I am having trouble understanding a memory leak in my code. I guess that my mistake has to do with numpy arrays being mutable, since it can be solved using .copy()
.
I don't understand why this happens, though. Here is a minimal example of the code with memory leak, that uses around 1600MB in memory:
import numpy as np
import sys
k_neighbours = 5
np.random.seed(42)
data = np.random.rand(10000)
for _ in range(3):
closest_neighbours = [
# get indices of k closest neighbours
np.argpartition(
np.abs(data-point),
k_neighbours
)[:k_neighbours]
for point in data
]
print('\nsize:',sys.getsizeof(closest_neighbours))
print('first 3 entries:',closest_neighbours[:3])
And here is the same code, but with an added .copy()
. This seems to solve the problem, the program is about 80 MB in memory, as I would expect.
for _ in range(3):
closest_neighbours = [
# get indices of k closest neighbours
np.argpartition(
np.abs(data-point),
k_neighbours
)[:k_neighbours].copy()
for point in data
]
print('\nsize:',sys.getsizeof(closest_neighbours))

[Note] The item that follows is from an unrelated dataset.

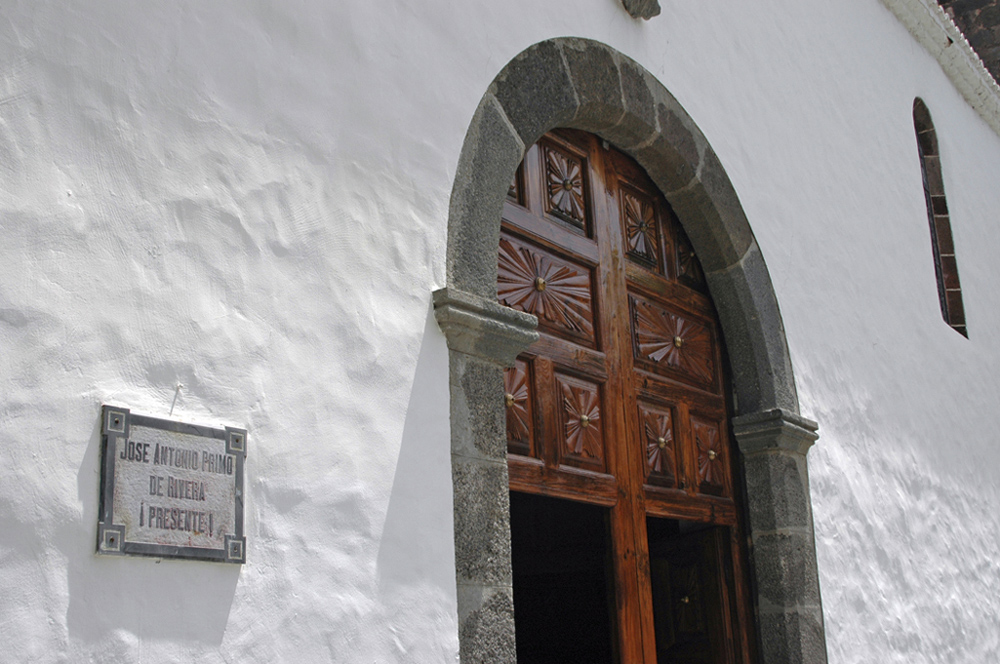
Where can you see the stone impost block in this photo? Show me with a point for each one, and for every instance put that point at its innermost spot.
(774, 430)
(479, 326)
(755, 335)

print('first 3 entries:',closest_neighbours[:3])
The final result is the same for both:
size: 87624
first 3 entries: [
array([ 0, 3612, 2390, 348, 3976]),
array([ 1, 6326, 2638, 9978, 412]),
array([5823, 5866, 2, 1003, 9307])
]
as expected.
I would have thought that np.argpartition()

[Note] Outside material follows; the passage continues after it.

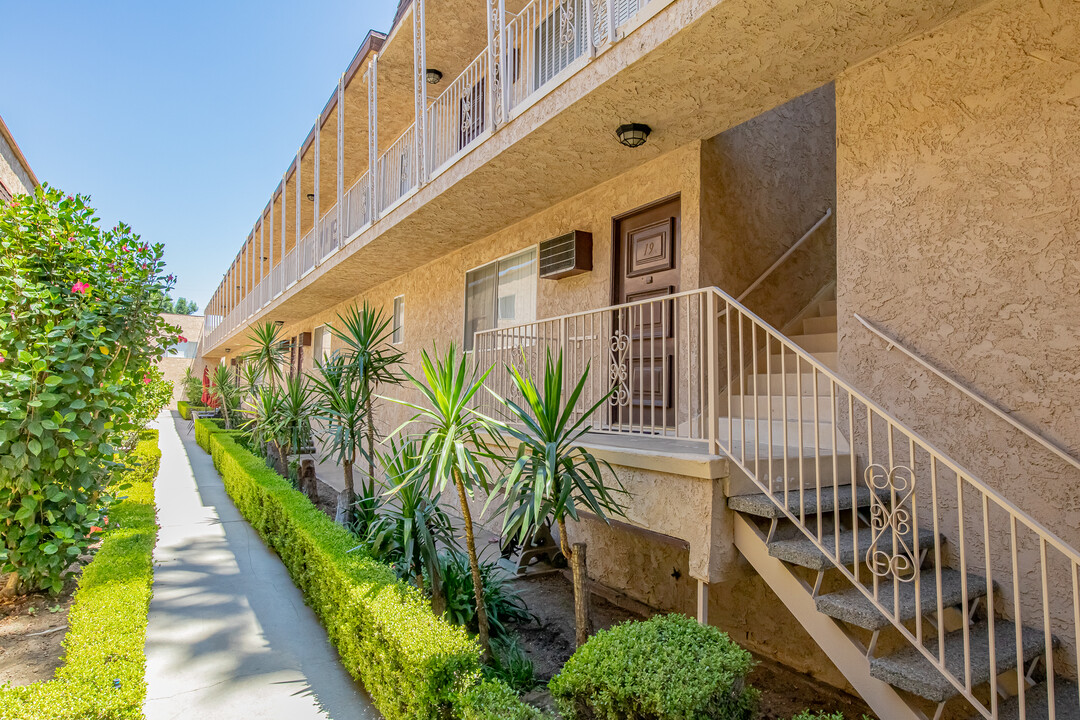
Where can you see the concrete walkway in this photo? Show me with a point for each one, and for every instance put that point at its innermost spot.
(229, 635)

creates a new object, and therefore, I don't understand why copy()
solves the memory problem. Even if that's not the case and np.argpartition()
somehow changes the data
object itself, why does that result in a memory leak?
Your problem can be boiled down to this example:
import numpy as np
array = np.empty(10000)
view = array[:5]
copy = array[:5].copy()
Here the memory usage of the view
object will also be much higher than the memory usage of the copy
object.
Explanation
As described in the NumPy manual, "NumPy slicing creates a view instead of a copy". Therefore the underlying memory of the original array "will not be released until all arrays derived from it are garbage-collected."

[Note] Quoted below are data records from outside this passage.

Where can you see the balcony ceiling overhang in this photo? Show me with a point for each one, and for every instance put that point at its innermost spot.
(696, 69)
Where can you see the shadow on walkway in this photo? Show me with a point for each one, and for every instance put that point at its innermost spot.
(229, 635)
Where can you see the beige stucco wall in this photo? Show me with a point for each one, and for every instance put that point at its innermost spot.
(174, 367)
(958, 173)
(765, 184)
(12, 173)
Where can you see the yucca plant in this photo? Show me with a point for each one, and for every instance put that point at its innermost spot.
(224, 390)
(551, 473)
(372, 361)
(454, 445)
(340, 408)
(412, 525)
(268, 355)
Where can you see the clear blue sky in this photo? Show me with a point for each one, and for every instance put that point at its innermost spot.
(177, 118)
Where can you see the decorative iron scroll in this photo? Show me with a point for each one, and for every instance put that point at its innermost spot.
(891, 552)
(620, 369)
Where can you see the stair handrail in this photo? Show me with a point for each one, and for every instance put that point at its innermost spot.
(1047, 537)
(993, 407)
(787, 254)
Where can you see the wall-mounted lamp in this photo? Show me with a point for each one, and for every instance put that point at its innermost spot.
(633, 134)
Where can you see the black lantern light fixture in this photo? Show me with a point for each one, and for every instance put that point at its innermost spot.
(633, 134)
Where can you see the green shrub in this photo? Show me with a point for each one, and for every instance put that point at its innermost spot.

When slicing a large array the Numpy docs also suggests using copy()
:
"Care must be taken when extracting a small portion from a large array ... in such cases an explicit copy() is recommended."
Measuring the memory usage
The reason sys.getsizeof
returned the same value in both of your examples is because, "only the memory consumption directly attributed to the object is accounted for, not the memory consumption of objects it refers to." In your examples you called sys.getsizeof
on a list object, which therefore returns the size of the list and does not account for the size of NumPy arrays within it.
For example, sys.getsizeof([None for _ in data])
will also return 87624
.
Memory usage of numpy arrays
To get the size of the data
array you can call sys.getsizeof
with a data
as its argument:
sys.getsizeof(data)
Now, to get the size of all arrays in your closest_neighbours
list, you might try something like this:
sum(sys.getsizeof(x) for x in closest_neighbours)
Be aware that this will not work if the list contains any views
. As stated in the Python Docs the sys.getsize
"will return correct results [for built-in objects], but this does not have to hold true for third-party extensions as it is implementation specific." And in case of NumPy views view.__sizeof__()
will return 96.